I know that due to Cassandra's distributed nature, it doesn't offer a way to update a column value for an entire table.
However, I do have a requirement where I need to do that. I need to update an "enum" column value to a new value. All the remaining values of that "enum" should be left unchanged. This column is not part of my primary key.
I can think of two alternatives to achieve that, but both seem a bit convoluted and have problems I'd rather not have to deal with:
a) Write code in java, scala, node, or whatever language with drivers for cassandra.
- Read a stream from that cassandra table (which will include my primary key)
- Update the value I want to update in my object.
- Save each row individually based on the primary key.
However, I need to write some code to use only once then throw away, and I will most likely have problems to have approval from my company to run this in other environments (mainly production).

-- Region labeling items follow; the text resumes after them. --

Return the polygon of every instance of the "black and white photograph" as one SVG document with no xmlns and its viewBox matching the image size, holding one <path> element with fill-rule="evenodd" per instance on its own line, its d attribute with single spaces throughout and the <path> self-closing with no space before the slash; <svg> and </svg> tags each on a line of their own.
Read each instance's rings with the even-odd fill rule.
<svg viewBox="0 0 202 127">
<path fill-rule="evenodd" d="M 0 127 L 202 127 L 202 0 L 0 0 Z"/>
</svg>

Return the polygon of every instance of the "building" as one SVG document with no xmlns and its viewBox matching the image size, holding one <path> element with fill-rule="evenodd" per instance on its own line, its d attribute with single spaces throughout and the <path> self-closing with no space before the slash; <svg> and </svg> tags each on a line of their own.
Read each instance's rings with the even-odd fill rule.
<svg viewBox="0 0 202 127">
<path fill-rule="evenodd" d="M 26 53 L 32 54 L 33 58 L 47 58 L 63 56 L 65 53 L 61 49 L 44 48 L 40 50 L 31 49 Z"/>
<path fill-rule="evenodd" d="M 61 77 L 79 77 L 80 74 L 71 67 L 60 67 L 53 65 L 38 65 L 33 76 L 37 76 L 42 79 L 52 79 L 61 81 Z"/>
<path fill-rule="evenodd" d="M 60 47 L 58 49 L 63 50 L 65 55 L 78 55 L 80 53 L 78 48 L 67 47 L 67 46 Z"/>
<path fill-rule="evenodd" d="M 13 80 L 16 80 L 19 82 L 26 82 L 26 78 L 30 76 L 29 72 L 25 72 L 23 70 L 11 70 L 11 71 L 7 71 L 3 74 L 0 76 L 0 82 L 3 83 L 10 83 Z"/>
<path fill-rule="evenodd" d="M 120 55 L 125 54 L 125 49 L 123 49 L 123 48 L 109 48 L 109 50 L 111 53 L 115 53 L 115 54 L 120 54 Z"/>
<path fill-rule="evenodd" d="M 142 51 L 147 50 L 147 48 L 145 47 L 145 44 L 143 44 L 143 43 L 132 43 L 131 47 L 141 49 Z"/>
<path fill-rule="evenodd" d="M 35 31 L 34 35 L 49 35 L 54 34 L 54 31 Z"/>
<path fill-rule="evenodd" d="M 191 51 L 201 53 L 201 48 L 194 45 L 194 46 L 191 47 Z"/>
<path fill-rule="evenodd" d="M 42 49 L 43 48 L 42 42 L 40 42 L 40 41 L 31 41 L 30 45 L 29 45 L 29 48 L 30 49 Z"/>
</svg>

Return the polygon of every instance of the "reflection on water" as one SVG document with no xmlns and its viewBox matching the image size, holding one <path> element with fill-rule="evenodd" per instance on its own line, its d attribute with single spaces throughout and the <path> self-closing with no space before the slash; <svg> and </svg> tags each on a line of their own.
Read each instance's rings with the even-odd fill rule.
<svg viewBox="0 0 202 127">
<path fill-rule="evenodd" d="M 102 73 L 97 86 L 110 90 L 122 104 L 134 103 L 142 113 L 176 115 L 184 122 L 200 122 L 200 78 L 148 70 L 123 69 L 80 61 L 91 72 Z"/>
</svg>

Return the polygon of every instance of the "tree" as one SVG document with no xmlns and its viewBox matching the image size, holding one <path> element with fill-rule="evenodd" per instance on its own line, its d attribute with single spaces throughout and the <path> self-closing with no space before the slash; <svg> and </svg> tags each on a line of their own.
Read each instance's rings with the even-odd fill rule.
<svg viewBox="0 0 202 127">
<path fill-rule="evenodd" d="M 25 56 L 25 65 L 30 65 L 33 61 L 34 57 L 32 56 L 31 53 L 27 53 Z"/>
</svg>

b) Write cql scripts that execute in two separate steps.
- First cql script dumps the table to a csv file.
- A bash script will replace the values I want to change in the csv file (using sed or something).
- A second cql script will drop my table and materialized views, recreate them from scratch, then COPY the updated csv back to the table, and recreate all my materialized views.
This solution is error prone depending how the tables are recreated. Unless I use the result of describe <table>
, it may lead to leaving out creation of indexes, or not apply some changes not present when the table was originally created. It also requires down time, while the tables are dropped and recreated, plus the time to replicate data until I have the desired consistency.
Is there any other option? Any way to use a materialized view that includes this field I need to update and somehow use that for updates?
Can I do an update using the token() function? I tried, but got a message saying it can't be used in where clauses for updates.
Any other simple and clean way to do these updates?